VEX register allocator v2 has a clever optimization which reduces a number of spill instructions generated. Let's have the following vcode: ... 97: orq %vR250,%vR570 98: movslq %vR570d,%vR569 99: movq %vR329,%vR571 100: orq %vR569,%vR571 101: callnz[0,RLPri_None] and the following vreg ranges: %vR250: [ 12, 214) %vR329: [ 72, 162) %vR569: [ 98, 101) %vR570: [ 95, 99) %vR571: [ 99, 101) Now reg. alloc. v2 produces the following rcode: 82 orq %rbx,%r8 83 movslq %r8d,%rdi 84 movq 0xB28(%rbp),%r8 85 movq %r8,%rsi 86 orq %rdi,%rsi 87 movq %r9,0xAE0(%rbp) 88 callnz[0,RLPri_None] 0x5805E8E0 However current regalloc v3 produces more rcode: 82 orq %rbx,%r8 83 movslq %r8d,%rdi 84 movq 0xB28(%rbp),%r8 85 movq %r8,%rsi 86 orq %rdi,%rsi 87 movq %r9,0xAE0(%rbp) 88 movq %r8,0xB28(%rbp) 89 callnz[0,RLPri_None] 0x5805E8E0 It can be seen that spilling %r8 (instruction #88) is useless because its value is still equal to that one in the spill slot.

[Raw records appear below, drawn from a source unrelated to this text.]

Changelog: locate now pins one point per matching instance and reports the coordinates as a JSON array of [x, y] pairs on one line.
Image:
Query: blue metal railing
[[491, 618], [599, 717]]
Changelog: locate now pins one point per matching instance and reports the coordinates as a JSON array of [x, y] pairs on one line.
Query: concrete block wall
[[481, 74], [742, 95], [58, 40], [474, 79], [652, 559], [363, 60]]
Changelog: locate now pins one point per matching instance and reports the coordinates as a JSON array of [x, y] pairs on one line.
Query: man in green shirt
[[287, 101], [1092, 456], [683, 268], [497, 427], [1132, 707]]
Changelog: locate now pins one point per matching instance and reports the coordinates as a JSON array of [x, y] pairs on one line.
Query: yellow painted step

Created attachment 107778 [details] proposed patch
We can see the following performance improvement: running Memcheck on perf/bz2: baseline: 45,132 M instructions total; 161 M instructions doRegisterAllocation_v3 patched: 45,107 M instructions total; 168 M instructions doRegisterAllocation_v3 running Memcheck on /bin/true: baseline: 3,511 M instructions total; 59 M instructions doRegisterAllocation_v3 patched: 3,508 M instructions total; 61 M instructions doRegisterAllocation_v3 So it can be seen that even when running the simplest program (/bin/true), small additional cost of register allocation is compensated by much higher gain in terms of total instruction cost.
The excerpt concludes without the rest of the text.